Elaine Meinel Supkis
The report is just in. 113 petroleum platforms in the Gulf destroyed completely last year. Many gas and oil lines destroyed. This was a huge hit on the world oil markets. And the oil companies are making a lot of money not pumping oil.
5/1/2006, 2:36 p.m. CT
By ALAN SAYRE
The Associated Press
NEW ORLEANS (AP) — Hurricanes Katrina and Rita destroyed 113 petroleum production platforms in the Gulf of Mexico, a federal agency overseeing offshore drilling said Monday.The storms also damaged 457 pipelines connecting production facilities in the Gulf and bringing oil and natural gas to shore — a sharp rise from the 183 damaged pipelines identified in January, the Minerals Management Service said.
Interruption of the Gulf supply has played a role in the recent round of record-high oil and gasoline prices. Officials have said that it is likely that as much as a fifth of the Gulf's normal daily oil production of 140,000 barrels will still be off market when the next hurricane season begins on June 1.The MMS warned that additional damage likely would be discovered as more underwater inspections are conducted.
"These have been delayed because of overwhelmed support resources, such as diving equipment, support vessels, and remotely operated vehicles," said MMS regional director Chris Oynes.
Of the 113 destroyed platforms, four replacements have been approved by the MMS. The agency said those will take the place of eight destroyed platforms with a pre-storm daily production of 16,700 barrels.
I was curious about the lack of curiosity shown by the press about the oil rigs being wrecked. When hurricane Dennis raged through the Gulf of Mexico, it caused a bit of damage which made zero news impact.
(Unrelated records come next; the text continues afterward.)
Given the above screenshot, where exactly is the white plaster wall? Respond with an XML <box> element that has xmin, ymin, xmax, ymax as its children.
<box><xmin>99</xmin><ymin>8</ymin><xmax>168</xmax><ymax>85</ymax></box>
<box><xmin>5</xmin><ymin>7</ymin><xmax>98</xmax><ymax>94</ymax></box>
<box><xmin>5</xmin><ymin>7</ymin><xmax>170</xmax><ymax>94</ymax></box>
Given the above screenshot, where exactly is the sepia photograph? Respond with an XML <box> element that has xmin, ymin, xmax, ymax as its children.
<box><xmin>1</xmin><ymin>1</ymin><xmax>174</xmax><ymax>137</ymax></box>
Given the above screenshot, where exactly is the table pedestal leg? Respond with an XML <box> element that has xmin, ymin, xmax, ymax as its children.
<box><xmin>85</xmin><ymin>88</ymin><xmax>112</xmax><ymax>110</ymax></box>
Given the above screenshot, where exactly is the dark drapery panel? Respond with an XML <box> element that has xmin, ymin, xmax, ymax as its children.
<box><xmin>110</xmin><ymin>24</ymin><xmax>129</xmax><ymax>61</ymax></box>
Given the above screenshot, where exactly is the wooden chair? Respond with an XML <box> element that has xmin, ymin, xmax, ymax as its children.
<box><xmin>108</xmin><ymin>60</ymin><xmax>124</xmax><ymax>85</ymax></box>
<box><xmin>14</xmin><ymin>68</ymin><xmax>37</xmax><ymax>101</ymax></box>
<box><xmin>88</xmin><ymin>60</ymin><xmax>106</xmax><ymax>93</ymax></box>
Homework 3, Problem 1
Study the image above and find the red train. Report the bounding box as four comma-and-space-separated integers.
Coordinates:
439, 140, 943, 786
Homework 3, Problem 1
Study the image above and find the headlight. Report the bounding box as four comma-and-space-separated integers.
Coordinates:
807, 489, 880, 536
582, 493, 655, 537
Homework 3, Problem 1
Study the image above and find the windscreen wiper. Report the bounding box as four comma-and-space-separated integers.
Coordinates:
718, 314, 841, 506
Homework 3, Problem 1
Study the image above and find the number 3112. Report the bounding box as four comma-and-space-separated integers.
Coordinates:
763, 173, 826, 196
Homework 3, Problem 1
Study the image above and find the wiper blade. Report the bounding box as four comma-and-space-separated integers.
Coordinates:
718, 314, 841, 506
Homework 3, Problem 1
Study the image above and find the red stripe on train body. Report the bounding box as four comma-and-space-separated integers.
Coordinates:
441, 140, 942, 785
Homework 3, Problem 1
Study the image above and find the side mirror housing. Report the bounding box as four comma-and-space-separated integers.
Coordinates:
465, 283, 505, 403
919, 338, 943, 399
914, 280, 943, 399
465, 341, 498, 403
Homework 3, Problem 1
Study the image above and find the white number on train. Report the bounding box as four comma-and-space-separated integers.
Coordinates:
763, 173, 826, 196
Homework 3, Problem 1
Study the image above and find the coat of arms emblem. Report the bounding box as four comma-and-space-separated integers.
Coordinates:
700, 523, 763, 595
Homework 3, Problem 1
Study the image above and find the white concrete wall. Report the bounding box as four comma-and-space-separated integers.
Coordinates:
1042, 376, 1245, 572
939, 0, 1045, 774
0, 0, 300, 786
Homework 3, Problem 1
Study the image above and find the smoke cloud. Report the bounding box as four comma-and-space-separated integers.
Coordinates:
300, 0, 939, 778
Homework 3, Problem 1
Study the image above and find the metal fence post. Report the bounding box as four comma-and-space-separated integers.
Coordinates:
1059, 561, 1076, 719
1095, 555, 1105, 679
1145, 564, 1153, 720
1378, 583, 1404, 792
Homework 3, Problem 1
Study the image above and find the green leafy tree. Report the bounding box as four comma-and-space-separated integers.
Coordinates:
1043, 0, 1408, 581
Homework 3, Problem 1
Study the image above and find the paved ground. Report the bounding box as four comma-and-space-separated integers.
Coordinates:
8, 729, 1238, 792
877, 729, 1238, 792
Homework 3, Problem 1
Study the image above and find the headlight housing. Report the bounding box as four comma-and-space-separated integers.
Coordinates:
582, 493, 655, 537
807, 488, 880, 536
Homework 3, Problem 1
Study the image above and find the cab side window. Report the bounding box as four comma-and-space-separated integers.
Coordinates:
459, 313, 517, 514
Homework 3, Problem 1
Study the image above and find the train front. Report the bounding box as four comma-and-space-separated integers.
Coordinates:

Just like the 5+mag earthquake right in the middle of these same oil fields was pretty much ignored, too. One would imagine with high fuel costs and the fact that our nation is now importing much more than the official figures of foreign oil, one would imagine the top brains in the news business would be hard at work on this story.
Well, I am glad the blogsphere forced the media to talk about how Colbert made Bush squirm at his "roast." Of course, if Bush were to go biking without guards, he would get a lot more flack than he got out of this TV comedian.
Mother Nature likes to balance stuff. Put something in, She takes something out. We have released the energy and chemistry of many millions of years of sun shining on Her creatures who were then killed nearly wholesale, all at once, at the end of the Permian. Much of our oil today came from that holocaust. Nearly everything died. Then lots and lots of dirt washed off of the land and it covered the moldering dead forests of primitive plantlife. Huge, thick layers of compost that built up during the glory years of the first flowering of life on earth, unimaginably thick peat, peat that was so thick, all forms of compost today are a molehill in comparison, this peat was crushed by the rocks and dirt and super-salty seas spread over this dark matter and over the eons, it was crushed, smashed into a warm stew, a liquid trapped under hundreds of feet of rock and salt.
Mother Nature abhors imbalance. Once things get out of whack, Her pendulum becomes a Edgar Allen Poe swinging scythe that hisses as it swishes out of the dark, swooping down and then rising up in its arc of destruction. We suck in our stomachs as this scythe hisses down over us and then breathe easy as it moves upwards again.
But each swing, it is set slightly lower. So it is with us today. We pump in greenhouse gasses and each season cycle, the effects are more and more exaggerated. Eventually, all hurricanes might be catagory 5s. There is that possibility.